Settori europei Morgan Stanley punta
- Titoli ciclici con esposizione al Regno Unito e alla Cina Stock automobilistici, di trasporto e immobiliari Settori con ampi spread di valutazione tra titoli high beta e low beta
Significato per gli investitori
Morgan Stanley e BofAML non sono soli nel loro entusiasmo per i titoli europei. “Acquistare quando le valutazioni sono ai minimi generazionali è l'opportunità di una generazione. Come investitori in situazioni speciali, abbiamo visto crescere in modo drammatico il numero di aziende che stanno attraversando un cambiamento strategico, dandoci potenziali investimenti convincenti ", ha detto al telegiornale David Marcus, Chief Investment Officer (CIO) di Evermore Global Advisors.

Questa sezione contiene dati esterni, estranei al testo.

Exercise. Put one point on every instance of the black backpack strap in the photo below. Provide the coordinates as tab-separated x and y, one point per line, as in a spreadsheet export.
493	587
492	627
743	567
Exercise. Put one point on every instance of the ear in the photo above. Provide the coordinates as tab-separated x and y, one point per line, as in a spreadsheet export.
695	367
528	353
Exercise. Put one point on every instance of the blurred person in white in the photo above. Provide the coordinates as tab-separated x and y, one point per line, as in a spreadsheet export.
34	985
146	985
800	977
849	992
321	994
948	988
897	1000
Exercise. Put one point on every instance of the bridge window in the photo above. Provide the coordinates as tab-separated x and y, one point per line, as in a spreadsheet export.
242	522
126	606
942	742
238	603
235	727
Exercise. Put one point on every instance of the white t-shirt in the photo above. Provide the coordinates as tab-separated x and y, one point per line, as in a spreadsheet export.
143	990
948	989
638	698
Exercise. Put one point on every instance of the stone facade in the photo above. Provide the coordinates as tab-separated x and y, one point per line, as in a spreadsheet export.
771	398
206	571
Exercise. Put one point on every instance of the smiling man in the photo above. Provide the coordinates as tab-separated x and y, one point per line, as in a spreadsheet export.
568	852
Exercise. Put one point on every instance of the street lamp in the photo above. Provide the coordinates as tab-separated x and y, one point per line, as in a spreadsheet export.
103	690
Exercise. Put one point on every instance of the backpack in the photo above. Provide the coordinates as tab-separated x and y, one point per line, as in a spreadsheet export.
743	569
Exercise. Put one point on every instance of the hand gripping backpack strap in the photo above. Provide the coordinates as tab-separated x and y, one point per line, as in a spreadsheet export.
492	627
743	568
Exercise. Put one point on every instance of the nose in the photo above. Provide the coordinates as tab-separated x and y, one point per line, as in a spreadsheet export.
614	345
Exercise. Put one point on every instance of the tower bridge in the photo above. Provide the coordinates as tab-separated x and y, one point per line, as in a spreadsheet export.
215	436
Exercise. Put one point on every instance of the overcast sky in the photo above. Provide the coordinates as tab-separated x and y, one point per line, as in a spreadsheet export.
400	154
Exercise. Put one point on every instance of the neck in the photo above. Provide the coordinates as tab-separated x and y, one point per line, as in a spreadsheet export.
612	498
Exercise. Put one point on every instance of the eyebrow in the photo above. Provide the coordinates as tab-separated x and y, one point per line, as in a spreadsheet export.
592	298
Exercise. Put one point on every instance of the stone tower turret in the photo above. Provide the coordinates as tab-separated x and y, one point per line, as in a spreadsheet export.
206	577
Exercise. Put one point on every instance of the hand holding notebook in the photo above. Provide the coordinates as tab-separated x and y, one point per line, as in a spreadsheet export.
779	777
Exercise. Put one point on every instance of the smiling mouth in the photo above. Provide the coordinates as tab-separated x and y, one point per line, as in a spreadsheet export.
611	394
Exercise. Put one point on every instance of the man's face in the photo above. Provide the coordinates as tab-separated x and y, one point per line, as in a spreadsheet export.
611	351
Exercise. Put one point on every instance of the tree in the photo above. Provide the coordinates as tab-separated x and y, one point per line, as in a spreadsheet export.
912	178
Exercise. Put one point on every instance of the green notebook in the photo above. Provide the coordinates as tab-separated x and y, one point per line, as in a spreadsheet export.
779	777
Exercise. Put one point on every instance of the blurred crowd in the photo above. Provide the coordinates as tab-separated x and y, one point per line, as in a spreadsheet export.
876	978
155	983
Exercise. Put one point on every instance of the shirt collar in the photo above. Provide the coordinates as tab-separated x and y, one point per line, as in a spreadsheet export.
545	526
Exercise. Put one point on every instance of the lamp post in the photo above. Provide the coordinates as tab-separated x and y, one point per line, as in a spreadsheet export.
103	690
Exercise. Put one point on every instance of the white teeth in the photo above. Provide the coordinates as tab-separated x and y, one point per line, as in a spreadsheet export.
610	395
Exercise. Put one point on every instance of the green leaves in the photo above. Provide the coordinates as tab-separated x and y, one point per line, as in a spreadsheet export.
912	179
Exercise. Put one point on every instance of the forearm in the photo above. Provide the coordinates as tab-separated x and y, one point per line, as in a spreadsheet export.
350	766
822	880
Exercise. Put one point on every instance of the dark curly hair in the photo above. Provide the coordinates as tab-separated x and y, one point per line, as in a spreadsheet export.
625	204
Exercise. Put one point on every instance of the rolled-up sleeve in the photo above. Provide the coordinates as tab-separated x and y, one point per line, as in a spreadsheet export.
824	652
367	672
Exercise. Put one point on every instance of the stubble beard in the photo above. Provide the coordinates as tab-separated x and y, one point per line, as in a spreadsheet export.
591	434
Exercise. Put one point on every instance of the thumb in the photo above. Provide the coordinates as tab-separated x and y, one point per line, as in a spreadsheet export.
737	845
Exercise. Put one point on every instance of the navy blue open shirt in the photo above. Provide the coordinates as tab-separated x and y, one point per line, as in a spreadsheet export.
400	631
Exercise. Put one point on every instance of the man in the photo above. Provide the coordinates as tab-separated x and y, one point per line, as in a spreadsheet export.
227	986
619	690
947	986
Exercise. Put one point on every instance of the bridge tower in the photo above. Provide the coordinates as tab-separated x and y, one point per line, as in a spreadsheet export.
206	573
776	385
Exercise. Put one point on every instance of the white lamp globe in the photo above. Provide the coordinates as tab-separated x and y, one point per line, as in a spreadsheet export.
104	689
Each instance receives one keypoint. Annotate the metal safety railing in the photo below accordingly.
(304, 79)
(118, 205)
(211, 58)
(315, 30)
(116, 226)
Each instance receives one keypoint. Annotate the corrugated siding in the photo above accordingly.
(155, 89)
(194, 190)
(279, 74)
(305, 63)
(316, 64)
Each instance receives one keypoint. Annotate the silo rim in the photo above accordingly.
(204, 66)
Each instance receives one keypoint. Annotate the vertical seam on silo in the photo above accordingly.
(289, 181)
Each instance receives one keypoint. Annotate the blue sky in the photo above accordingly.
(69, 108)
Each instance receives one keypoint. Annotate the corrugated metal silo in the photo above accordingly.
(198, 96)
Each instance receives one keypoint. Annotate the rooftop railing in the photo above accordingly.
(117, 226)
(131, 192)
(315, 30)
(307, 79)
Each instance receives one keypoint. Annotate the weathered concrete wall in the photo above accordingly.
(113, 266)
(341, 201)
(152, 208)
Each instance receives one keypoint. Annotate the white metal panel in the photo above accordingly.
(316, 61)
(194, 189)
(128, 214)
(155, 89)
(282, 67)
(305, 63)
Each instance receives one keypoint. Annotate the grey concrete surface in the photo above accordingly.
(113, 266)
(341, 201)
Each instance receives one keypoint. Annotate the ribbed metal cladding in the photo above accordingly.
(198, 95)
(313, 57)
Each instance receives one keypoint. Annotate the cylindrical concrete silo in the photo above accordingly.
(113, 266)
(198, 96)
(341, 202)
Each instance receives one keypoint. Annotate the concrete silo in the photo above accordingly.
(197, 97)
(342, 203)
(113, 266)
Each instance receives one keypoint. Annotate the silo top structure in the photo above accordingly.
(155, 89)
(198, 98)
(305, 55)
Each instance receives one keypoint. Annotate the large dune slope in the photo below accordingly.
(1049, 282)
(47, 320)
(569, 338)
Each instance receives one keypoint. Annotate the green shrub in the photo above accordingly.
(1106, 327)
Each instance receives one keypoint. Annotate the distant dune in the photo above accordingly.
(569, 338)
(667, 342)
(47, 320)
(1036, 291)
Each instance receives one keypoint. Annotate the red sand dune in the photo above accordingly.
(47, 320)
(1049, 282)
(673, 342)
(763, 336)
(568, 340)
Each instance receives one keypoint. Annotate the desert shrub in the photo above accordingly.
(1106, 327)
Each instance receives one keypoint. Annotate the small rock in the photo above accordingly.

Le azioni europee hanno drasticamente ritardato i principali indici nell'ultimo decennio. Durante i 10 anni fino al 12 marzo 2019, l'indice MSCI All-Country World (ACWI) ha registrato un rendimento medio annuo del 10, 42%, rispetto al 6, 61% per l'indice MSCI Europe, che comprende solo economie sviluppate, per MSCI. Bloomberg calcola la performance dei titoli azionari europei rispetto a quelli globali. Questo è un indicatore delle interessanti valutazioni che gli strateghi rialzisti vedono.
"L'acquisto quando le valutazioni sono ai minimi generazionali è l'opportunità di una generazione". - David Marcus, Evermore Global Advisors
Invece di affrettarsi a fare affari, gli investitori sono fuggiti dai fondi azionari europei. Alla fine di febbraio, i prelievi netti sono stati di circa $ 120 miliardi nei 12 mesi precedenti, inclusi circa $ 26 miliardi dall'inizio del 2019, in base ai dati di EPFR Global nell'articolo.
Gli investitori "stanno aspettando maggiore chiarezza sul fronte politico" prima di acquistare, osserva Wouter Sturkenboom, capo stratega degli investimenti per l'Europa presso Northern Trust Asset Management. La situazione si sta facendo più torbida, tuttavia. L'ultimo accordo sulla Brexit proposto dal primo ministro britannico Theresa May è stato votato in maniera schiacciante martedì alla Camera dei Comuni. La Brexit ha già creato enormi incertezze per le imprese sia in Gran Bretagna che nel continente e un ritardo è uno scenario possibile dopo il voto.
Il rallentamento dell'economia europea è un'altra causa di preoccupazione. "Gli investitori probabilmente rimarranno in disparte fino a quando non avremo la promessa di una ripresa duratura nella crescita", afferma Tilmann Galler, stratega del mercato globale con sede a Francoforte presso JPMorgan Asset Management, per Bloomberg.
Guardando avanti
Damien Loh, Chief Investment Officer dell'hedge fund con sede a Singapore Ensemble Capital, vede aumentare le probabilità di una "Brexit no deal" e ritiene che il mercato non stia valutando le conseguenze negative di questa possibilità, secondo un altro articolo di Bloomberg. In tal caso, i rischi potrebbero aumentare notevolmente per la strategia contrarian di Morgan Stanley e BofAML.